Александр засмеялся. Катя в один прыжок подскочила к нему и повисла на шее. Это был испытанный приём, действующий, как правило, безотказно.
— Ну я прошу, умоляю, брошусь на колени, ради всего святого...
Губы её в промежутках меж мольбами искали его губ, их зажигательность была неотразима. И всё закончилось так, как заканчивалось обычно — на ложе любви.
Остыв, он спросил её:
— Ну, каковы твои и мои тайные доброжелатели? Подали они знак?
Вместо ответа она протянула ему листок голубой бумаги.
«...Я имел честь сообщить высокому собранию милостивое слово Его Величества. Оно было воспринято с восторгом. В знак полного и всеобъемлющего покорства высочайшей воле... чёрные фигуры склонились в низком поклоне с пением гимна «Боже, Царя храни». После этого было приступлено к обсуждению планов действий.
Соблюдая ритуал, лигеры под водительством главных особ, друг за другом в обусловленном порядке проследовали в Особый тайный кабинет. Двери за ними затворились. В кабинете, где вдоль стен висели геральдические знаки, принимались самые важные решения... Всё, что там было решено, имеет силу закона... Скорей Нева потечёт вспять, в Ладогу, нежели не будут исполнены принятые здесь решения.
Вот, мадам, описание наших ритуалов, в коих есть нечто от тайных масонских собраний, но именно это свидетельствует о благородстве и неотменимости наших намерений...»
Он читал, шевеля губами. Наконец, оторвавшись, положил бумагу на столик у изголовья. Губы его сложились в саркастическую усмешку.
— Что бы ты ни говорила, моя несравненная Катя, но это всего лишь игра взрослых, изнемогших от безделья людей в тайны и заговоры. От масонов тоже не было проку. Не будет проку и от наших доброжелателей, скрывавшихся за четырьмя буквами — ТАСЛ.
— А я верю и надеюсь, что их усилия смогут оборонить моего государя от злодейских покушений.
— Дай Бог, дай Бог, я готов им всемерно покровительствовать, хотя покровительствовать людям, скрывающим свои имена и вообще неведомых, как ты понимаешь, трудно, даже невозможно.

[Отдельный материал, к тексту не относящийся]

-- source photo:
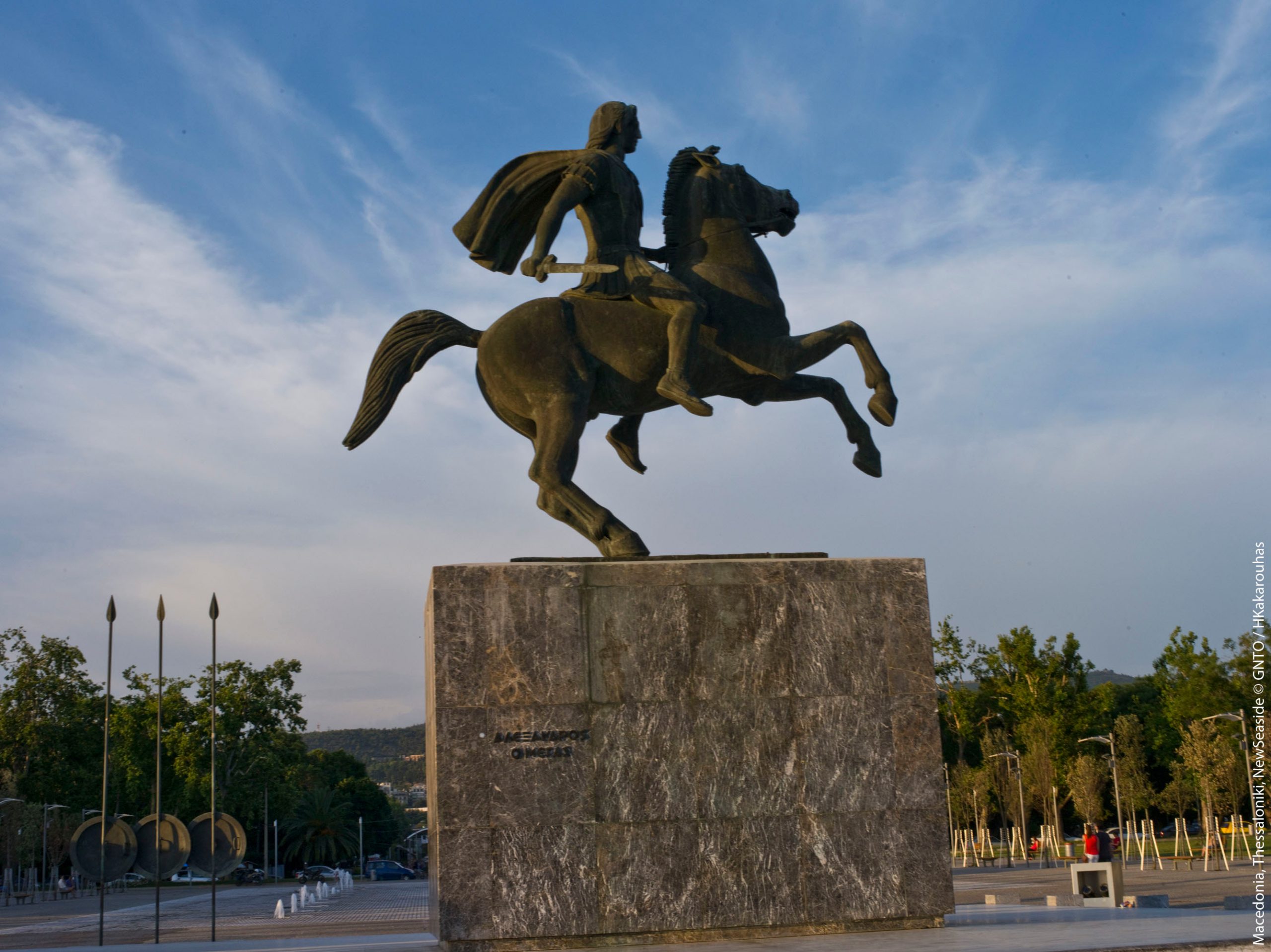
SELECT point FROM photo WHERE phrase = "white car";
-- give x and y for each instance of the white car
(189, 876)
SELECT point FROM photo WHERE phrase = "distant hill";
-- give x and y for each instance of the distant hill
(1105, 675)
(370, 744)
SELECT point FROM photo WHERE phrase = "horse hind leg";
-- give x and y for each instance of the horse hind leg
(556, 457)
(625, 438)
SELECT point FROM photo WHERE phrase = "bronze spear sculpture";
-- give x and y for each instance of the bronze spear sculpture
(214, 612)
(106, 772)
(158, 769)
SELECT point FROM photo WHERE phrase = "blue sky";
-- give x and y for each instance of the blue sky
(1053, 219)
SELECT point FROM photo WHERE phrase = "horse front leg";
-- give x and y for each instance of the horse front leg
(806, 350)
(802, 387)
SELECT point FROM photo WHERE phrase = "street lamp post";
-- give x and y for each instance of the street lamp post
(8, 855)
(1110, 739)
(1245, 745)
(949, 804)
(44, 855)
(1024, 816)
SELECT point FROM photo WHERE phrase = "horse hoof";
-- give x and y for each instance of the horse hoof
(882, 407)
(627, 453)
(868, 462)
(623, 547)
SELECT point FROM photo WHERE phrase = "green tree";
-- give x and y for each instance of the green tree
(260, 741)
(1087, 778)
(1027, 683)
(1194, 680)
(957, 701)
(383, 819)
(50, 721)
(1179, 796)
(319, 830)
(1135, 785)
(1209, 759)
(1040, 768)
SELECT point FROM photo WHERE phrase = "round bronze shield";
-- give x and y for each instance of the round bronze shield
(121, 849)
(172, 849)
(230, 844)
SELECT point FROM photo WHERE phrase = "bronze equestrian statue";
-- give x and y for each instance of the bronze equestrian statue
(631, 339)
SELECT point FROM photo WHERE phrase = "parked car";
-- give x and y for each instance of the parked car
(1193, 829)
(388, 870)
(187, 875)
(313, 874)
(248, 874)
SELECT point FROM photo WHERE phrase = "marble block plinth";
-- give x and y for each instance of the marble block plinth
(641, 751)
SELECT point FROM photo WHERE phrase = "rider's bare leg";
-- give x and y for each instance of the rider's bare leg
(807, 350)
(802, 387)
(682, 337)
(625, 438)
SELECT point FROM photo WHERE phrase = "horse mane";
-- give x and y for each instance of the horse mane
(682, 169)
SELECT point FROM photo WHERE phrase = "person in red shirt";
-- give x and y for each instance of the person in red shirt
(1092, 844)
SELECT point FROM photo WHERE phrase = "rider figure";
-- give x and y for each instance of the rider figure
(607, 197)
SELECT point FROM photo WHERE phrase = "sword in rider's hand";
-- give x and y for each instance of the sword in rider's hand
(551, 266)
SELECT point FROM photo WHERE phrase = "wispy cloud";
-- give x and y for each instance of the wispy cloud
(1229, 106)
(767, 96)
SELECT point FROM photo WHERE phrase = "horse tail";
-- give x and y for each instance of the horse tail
(409, 345)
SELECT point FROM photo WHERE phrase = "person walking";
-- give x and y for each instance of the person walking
(1092, 844)
(1106, 844)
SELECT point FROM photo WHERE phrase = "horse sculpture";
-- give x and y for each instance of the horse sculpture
(551, 365)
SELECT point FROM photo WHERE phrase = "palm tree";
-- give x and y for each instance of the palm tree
(321, 830)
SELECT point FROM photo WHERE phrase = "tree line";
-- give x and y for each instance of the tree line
(51, 730)
(1029, 699)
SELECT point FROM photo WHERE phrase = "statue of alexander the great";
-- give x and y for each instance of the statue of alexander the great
(631, 339)
(533, 194)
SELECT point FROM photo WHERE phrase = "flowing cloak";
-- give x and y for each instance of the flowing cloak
(505, 217)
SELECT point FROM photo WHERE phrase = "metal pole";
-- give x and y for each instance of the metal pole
(214, 610)
(949, 804)
(106, 767)
(1249, 768)
(1116, 791)
(159, 766)
(1024, 816)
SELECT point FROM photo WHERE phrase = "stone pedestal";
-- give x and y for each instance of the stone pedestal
(675, 750)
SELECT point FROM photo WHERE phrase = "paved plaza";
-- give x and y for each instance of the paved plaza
(242, 913)
(392, 917)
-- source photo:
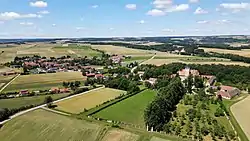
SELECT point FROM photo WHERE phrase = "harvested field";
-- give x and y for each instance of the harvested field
(243, 52)
(241, 113)
(43, 81)
(130, 110)
(41, 125)
(25, 101)
(88, 100)
(120, 135)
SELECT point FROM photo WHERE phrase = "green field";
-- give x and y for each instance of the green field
(43, 81)
(129, 110)
(41, 125)
(88, 100)
(25, 101)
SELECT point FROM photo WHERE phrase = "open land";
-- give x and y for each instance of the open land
(25, 101)
(240, 111)
(89, 100)
(43, 81)
(130, 110)
(243, 52)
(41, 125)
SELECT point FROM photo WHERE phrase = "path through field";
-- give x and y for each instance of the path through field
(35, 108)
(240, 111)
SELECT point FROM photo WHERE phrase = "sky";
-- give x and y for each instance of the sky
(122, 18)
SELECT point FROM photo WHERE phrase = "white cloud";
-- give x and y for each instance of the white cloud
(177, 8)
(131, 6)
(95, 6)
(202, 22)
(156, 12)
(199, 10)
(39, 4)
(236, 6)
(141, 21)
(194, 1)
(14, 15)
(43, 12)
(27, 23)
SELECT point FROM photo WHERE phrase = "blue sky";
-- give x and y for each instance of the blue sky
(119, 18)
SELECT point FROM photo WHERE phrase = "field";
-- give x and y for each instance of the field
(88, 100)
(45, 49)
(41, 125)
(122, 50)
(130, 110)
(243, 52)
(43, 81)
(241, 113)
(120, 135)
(25, 101)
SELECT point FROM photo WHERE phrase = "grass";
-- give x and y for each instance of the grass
(43, 81)
(228, 104)
(88, 100)
(130, 110)
(42, 125)
(25, 101)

— Им достаточно доброго слова вашего величества.
— За добрым словом дело не станет.
Проходили дни за днями в привычных занятиях, и таинственный крест на жёлтой столовой мало-помалу выветривался из памяти. Бог с ним, с крестом, а обычный распорядок завтраков, ужинов и обедов неотменим. Непременно в кругу семьи. Законной, разумеется.
Время от времени государь наведывался к супруге. Она уже не вставала. Болезнь вытянула из неё все соки. В этой высохшей сморщенной старухе Александр с трудом узнавал ту, которая так восхищала его красотой, изяществом, свежестью всего облика.
Отдать родственный долг умирающей приехал её брат принц Александр Гессенский и его сын, тоже Александр Баттенбергский, принц Болгарии.
В окружении Александров присутствовали и наследник цесаревич, и брат царя Константин Николаевич, государь беседовал с гостями в своём кабинете, готовясь перейти в жёлтую столовую, где завершались последние приготовления к трапезе.
— Мари с трудом узнала меня, — принц выглядел расстроенным. — Бедная, она обречена.
— Врачи настаивали на продлении её лечения в Канне, — сказал Александр, — но она настояла на возвращении. Она сказала мне: «Я хочу умереть дома, среди своих детей». У неё уже нет иллюзий...
— Иллюзии? А у кого они есть? Скорей аллюзии, — невесело пошутил Константин Николаевич.
— Нет, Костя. Вера всё-таки нужна, какова она бы ни была. И я склонен не расстава...
Страшный грохот прервал его слова. Задрожали стены, содрогнулась мебель, погасло освещение...
— Я прошу оставаться на своих местах. Сейчас слуги внесут лампы, — проговорил Александр прерывистым голосом. — Я пойду выясню, что случилось.
— Я с тобой, брат, — предложил Константин Николаевич. — Дай Бог, продолжения не будет.
По коридору, натыкаясь на стены, брели перепуганные камердинеры.
— Эй, кто тут есть, — гаркнул Александр. — Немедленно зажгите лампы и внесите их в мой кабинет.